Рядом шел тихий разговор.
– Ты нас не подбивай, граница, не подбивай, тебе говорю. Тут не маневры: синие против зеленых. Тут чуть не то – и проглотишь пулю. И прощай, Маруся дорогая…
– Канешно, канешно, об чем речь! Жизня – она одна, и вся тутечки. Она против рыску. Это когда ты до бабы подступаешь, тогда рыскуй, скоки влезет. А жизня – она любит верняк, как говорится – сто процентов.
– Цыть, – отозвался первый, – чо встряешь со своей глупостью? – Он передразнил: – "Сто процентов!.." Скажи еще: сто три, как в сберкассе. Так тут те, слава богу, фронт, а не сберкасса. Тут, дурак, своя арифметика.
– Канешно, канешно, кто бы спорил…
Но по голосу чувствовалось, что второй остался при своем мнении, с которого не стронется.

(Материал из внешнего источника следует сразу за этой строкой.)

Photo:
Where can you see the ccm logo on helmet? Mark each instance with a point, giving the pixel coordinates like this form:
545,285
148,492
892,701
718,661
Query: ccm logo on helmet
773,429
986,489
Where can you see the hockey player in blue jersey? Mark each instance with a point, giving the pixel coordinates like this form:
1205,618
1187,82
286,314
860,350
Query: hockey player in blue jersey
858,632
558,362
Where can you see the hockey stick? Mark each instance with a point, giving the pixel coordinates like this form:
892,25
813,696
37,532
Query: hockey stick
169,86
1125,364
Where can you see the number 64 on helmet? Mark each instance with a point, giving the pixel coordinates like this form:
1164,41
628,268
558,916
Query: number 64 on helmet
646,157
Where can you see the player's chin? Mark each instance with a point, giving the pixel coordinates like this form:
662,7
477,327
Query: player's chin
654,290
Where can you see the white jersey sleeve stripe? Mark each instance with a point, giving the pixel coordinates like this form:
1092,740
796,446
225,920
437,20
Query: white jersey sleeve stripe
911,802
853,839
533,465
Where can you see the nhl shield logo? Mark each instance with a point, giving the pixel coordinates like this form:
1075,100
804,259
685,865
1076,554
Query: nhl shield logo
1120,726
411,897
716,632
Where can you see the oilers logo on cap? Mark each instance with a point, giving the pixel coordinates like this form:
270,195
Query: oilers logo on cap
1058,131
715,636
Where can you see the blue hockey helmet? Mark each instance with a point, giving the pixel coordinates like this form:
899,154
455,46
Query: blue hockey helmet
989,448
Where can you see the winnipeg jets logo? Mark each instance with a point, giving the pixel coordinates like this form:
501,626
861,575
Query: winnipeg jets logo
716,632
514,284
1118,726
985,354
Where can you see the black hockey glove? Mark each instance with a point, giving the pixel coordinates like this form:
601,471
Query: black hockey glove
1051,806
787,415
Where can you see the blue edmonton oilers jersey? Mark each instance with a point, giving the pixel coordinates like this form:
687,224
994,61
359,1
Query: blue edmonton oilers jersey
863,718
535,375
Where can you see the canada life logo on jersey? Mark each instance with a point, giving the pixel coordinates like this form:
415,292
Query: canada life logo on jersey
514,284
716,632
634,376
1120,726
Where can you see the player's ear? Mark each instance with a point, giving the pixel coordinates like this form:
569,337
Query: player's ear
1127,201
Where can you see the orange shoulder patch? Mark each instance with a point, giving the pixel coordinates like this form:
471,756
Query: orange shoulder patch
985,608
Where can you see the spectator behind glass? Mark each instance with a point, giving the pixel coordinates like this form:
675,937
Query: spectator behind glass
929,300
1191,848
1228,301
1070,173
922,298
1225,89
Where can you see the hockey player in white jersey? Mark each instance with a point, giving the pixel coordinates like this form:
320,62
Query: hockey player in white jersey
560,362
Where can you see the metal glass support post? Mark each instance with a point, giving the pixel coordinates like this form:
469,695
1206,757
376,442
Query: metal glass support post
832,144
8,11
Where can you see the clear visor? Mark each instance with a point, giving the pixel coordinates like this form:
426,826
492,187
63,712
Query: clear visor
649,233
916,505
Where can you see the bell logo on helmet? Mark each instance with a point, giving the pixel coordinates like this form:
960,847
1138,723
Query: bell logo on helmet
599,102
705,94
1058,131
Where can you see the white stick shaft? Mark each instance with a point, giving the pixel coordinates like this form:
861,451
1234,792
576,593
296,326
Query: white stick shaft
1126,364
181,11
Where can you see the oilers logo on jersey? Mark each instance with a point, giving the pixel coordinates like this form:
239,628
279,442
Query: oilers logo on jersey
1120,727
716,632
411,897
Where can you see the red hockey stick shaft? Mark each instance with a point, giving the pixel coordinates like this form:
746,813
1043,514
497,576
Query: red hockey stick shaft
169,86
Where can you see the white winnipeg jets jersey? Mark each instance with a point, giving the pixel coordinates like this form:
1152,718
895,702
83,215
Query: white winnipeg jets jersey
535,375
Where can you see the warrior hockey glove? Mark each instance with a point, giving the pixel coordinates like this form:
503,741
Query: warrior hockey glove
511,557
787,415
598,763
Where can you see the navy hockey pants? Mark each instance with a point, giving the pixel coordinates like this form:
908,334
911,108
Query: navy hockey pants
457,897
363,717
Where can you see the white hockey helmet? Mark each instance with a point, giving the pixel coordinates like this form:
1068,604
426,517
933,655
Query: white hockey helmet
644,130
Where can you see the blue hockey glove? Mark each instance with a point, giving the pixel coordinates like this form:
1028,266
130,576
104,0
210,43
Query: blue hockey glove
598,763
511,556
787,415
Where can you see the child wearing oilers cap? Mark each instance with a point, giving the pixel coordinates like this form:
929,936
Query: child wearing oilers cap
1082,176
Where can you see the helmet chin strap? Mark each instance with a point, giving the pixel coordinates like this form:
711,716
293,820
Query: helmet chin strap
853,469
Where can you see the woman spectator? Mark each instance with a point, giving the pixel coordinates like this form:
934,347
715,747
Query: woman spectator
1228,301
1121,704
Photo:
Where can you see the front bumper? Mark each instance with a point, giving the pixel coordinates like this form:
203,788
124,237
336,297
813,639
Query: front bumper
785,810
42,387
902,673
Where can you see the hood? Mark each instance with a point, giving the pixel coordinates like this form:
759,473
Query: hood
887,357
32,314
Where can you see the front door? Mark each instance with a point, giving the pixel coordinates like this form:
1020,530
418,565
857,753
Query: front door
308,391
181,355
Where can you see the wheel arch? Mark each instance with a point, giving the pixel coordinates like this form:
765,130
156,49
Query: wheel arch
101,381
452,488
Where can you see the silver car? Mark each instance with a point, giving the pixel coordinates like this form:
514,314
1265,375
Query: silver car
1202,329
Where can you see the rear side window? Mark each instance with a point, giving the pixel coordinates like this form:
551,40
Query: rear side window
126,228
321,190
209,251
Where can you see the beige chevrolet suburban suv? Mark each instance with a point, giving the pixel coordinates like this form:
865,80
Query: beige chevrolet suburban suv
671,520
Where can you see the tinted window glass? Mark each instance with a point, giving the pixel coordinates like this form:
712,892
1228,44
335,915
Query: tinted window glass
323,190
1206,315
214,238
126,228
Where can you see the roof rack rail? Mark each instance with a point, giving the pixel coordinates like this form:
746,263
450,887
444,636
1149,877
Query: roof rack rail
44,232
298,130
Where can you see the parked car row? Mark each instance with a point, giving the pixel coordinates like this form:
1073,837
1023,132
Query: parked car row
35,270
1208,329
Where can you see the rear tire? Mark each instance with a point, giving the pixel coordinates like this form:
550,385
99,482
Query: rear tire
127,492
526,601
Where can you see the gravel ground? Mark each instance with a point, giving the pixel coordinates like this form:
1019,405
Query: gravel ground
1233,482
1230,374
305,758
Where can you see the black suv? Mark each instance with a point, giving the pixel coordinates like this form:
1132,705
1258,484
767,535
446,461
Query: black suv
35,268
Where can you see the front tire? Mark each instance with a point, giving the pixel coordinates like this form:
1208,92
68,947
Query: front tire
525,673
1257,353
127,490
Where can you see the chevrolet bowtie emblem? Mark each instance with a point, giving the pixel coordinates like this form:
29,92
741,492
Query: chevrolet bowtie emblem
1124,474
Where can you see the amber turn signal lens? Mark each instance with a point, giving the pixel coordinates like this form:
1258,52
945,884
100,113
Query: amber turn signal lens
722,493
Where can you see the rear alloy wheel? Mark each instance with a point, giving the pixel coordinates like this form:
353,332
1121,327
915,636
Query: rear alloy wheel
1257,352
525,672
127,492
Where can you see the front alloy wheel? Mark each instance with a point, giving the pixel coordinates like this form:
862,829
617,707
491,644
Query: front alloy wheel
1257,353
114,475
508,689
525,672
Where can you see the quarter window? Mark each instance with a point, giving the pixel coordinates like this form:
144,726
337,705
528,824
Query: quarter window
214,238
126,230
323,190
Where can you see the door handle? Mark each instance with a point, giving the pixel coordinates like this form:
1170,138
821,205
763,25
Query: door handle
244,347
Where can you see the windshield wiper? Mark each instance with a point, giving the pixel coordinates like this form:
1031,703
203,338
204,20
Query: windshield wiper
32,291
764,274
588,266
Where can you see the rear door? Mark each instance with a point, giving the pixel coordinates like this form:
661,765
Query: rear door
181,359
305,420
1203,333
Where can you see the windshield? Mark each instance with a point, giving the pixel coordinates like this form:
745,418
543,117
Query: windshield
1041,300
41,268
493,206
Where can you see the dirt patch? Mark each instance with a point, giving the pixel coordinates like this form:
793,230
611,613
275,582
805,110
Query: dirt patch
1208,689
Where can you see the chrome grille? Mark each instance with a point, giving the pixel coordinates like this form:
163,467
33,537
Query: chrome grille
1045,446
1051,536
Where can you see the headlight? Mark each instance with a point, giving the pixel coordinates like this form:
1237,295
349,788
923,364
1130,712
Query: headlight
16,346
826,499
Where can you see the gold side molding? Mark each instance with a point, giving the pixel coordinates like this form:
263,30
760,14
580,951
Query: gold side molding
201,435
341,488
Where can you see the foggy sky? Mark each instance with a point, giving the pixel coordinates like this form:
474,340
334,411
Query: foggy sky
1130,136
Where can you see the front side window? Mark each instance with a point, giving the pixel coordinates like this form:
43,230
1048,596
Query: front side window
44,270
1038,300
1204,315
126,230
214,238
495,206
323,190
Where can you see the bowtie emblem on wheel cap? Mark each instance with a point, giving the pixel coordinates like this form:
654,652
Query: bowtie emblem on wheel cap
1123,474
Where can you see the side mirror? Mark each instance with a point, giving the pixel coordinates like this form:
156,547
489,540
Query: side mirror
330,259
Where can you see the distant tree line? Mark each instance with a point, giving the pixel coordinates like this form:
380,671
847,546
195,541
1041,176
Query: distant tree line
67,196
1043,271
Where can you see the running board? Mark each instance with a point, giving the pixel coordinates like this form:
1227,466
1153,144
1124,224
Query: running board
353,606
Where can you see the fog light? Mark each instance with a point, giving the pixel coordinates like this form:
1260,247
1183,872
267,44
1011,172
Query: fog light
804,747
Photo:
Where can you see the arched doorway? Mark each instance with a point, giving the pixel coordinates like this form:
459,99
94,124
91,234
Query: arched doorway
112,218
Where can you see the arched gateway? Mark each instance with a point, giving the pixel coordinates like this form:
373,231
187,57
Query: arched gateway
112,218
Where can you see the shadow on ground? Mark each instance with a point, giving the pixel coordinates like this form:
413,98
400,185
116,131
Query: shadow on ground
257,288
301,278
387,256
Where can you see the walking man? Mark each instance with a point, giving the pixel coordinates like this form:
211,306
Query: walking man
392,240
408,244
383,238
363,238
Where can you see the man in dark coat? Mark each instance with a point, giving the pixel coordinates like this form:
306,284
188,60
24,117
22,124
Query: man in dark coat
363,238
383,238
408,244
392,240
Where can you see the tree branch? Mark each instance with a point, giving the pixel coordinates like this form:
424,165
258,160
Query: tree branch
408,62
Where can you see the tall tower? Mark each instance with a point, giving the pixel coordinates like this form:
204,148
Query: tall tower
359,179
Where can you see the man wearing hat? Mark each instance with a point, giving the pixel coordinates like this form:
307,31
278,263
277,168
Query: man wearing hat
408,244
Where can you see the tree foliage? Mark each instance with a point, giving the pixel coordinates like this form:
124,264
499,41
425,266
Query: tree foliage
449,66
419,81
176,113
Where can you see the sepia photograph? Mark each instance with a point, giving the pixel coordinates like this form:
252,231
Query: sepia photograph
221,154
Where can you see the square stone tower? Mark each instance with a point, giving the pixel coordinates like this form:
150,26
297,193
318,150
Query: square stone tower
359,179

– Я не подбиваю. – Это Герка Залогин. – Только, дядя, ты сам сообрази: сколько нас, а сколько их. И они даже не смотрят в нашу сторону. И вот, по сигналу, все сразу…
– Ну, ты прав, граница, хорошо, считай, все по-твоему получилось. Душ двадцать мы потеряем, – это, уж ты мне поверь, как в аптеке. Но зато воля. И куда мы после того подадимся? – засеки: у нас только десять винтов, ну и столько же раненых.
– Ясное дело – к своим. Оружие понадобится – отобьем.
– Оно, геройство, красота, канешно. Тольки все это ярманок. А германец прослышит – и нам хана. Всем в одночасье.
– Слышь, граница? – а он со страху говорит резон. Скажем: послали на нас взвод автоматчиков. Где мы будем после того?
– А ну вас обоих, – разозлился Герка. – Только я тебе скажу, дядя: если все время оглядываться, далеко не убежишь. Это я тебе как специалист говорю.
– Нешто с лагерев бегал? – изумился второй. – Шо ж на границу взяли? По подлоге жил, выходит?
– Во навертел! – засмеялся Герка. – Почище графа МонтеКристо. А я просто стайер.
– Стаер-шмаер… Чесать по-закордонному вас выучили, да все одно выше себя не прыгнешь. Коль в башке заместо мыслей фигушков как семечков понатыкано, так с ими и до господа на суд притопаешь.
– Аминь, – сказал первый. Очень ты про себя складно рассказал, только нам без интересу твоя персона. Внял?
– Канешно, канешно…
– А ты, граница, не пори горячку и так рассуди. Бунтовать нам резону мало. В плену не мед, зато цел живот. А вырвемся – и враз вне закона. И враз всякая сука из своего автомата нам начнет права качать. Ты думаешь, я не читал в газетке: лучше умереть стоя, чем жить на коленях? Как же! Только всех этих товарищей, которые такие вот красоты рисуют, дальше КП полка не пустят – берегут драгоценную персону. Вот. Так что лучше нашему брату жить собственным умом. Может, и негусто, зато впору, в самый раз – и по росту соответствует, и в плечах.
– Ты за себя говори, дядя, а за других не расписывайся. Мне, например, этот лозунг вот здесь проходит, через сердце.
– И чем гордишься! – что живешь чужим умом? Ты себя самого сумей понять. И верь себе больше. А хочешь служить России – для начала сумей выжить, продержаться, а то что с тебя будет толку, с мертвяка? Вот я и соображаю: чем горячку пороть да лезть на рожон, куда больше резону, если переждать, пока наши качнутся в другой бок.
– По-твоему, выходит, дядя, что для нас война закончена?
– А ты не зверись. Уж без тебя и немца не придавят? Управятся небось. Скажи спасибо, что сейчас лето. Ждать веселей: и не холодно, и с харчами полегче.
Оно канешно, – снова втесался второй, – токи в лето нашим германца не положить. Вона как над финном исстрадались, а тут одного танку преть мильен. Пока всего перепортишь – бабцы по нашему брату наплачутся.
– Ну, это ты брось, – сказал Залогин, – у нас танков не меньше.